Matter of Convenience

Watching Warner Cable's recent rush to cloak itself in the First Amendment was to be reminded of a time, not so long ago, when the people who operate one of Houston's two cable television franchises weren't such free speech absolutists.

That was two years ago, when Warner Cable, after fielding complaints from some viewers, yanked a music video that included sequences of semi-nude women off the Public Access Channel, then rescheduled it for a later time slot. Back then, Warner Cable division president Ron McMillan took to the opinion page of the Chronicle to defend his company's actions, arguing that it was "outrageous" for proponents of such "free speech" to claim that Warner was somehow abridging anybody's First Amendment rights.

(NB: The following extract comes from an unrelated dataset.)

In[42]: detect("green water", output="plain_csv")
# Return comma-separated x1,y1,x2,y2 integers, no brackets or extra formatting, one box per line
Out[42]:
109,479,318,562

"Clearly, this type of sexually explicit material lacks redeeming value and is offensive to a broad cross-section of our community," McMillan wrote. And it was "wise" to be concerned about the content of programming on public access television, McMillan added, because "in many communities where public access channels exist, they are often used by organizations preaching messages of hatred or discrimination."

Last week, however, McMillan was sounding like a card-carrying member of the ACLU as he tried to fend off City Council's attempt to censure self-described "satirist" Howard Stern for his witless mockery of Selena and Mexican-Americans. Pushed by Ben Reyes, the Council passed, by a 13-1 vote, a non-binding resolution asking that Warner Cable cancel one of its offerings, the E! Entertainment Television, unless the network canceled the video version of Stern's radio show that it carries six nights a week. (It's arguable that the Council could probably find something better to do, but as Mayor Bob Lanier correctly noted, there was nothing wrong with councilmembers using their pulpit to express community outrage at Stern's remarks.)

In explaining why his company couldn't accommodate the Council's request, McMillan pointed out that the E! network had voluntarily decided not to run the Stern show that included his remarks about Selena. He also noted that Warner Cable is contractually prohibited from censoring or blacking out any program on any of the networks or channels carried on its system. (Although according to a Federal Communications Commission spokesman, the only cable censorship that the FCC prohibits by law is of programming on public access channels.)

But, niggling legalisms aside, McMillan warned the Council that there was a larger concern at stake. "At issue here," he lectured, "is who decides what we watch on TV. Your resolution proposes that the city decide, or maybe you want us to decide. Do we take off everything that anyone finds offensive? Or do we take off only what some groups find offensive? I can tell you that if we start taking off programs that someone or group finds offensive, there won't be anything left on television!" (A world too cruel to contemplate, no doubt.)

And while he personally finds Howard Stern and Beavis and Butt-head offensive, "what is offensive to one segment of our society is not offensive to others," McMillan said.

Of course, when what's offensive to a "broad cross-section" of the community is on the non-commercial Public Access Channel, which Warner provides as part of its contract with the city, it's okay for the cable company to exercise some discretion in what it carries into subscribers' homes. When it's the uplifting Howard Stern show on the intellectually stimulating E! Entertainment network, half of which is owned by Warner Cable's parent company, Time Warner Entertainment, asking the cable company to exercise some discretion in deference to community standards is tantamount to a trampling of the First Amendment.

Warner Cable's hypocrisy didn't go unnoted by James Moran, the artist whose music video drew Warner's red pencil in 1993 and led to revised programming standards on the Public Access Channel.

"I think," Moran says, "that they defend the First Amendment whenever it's convenient."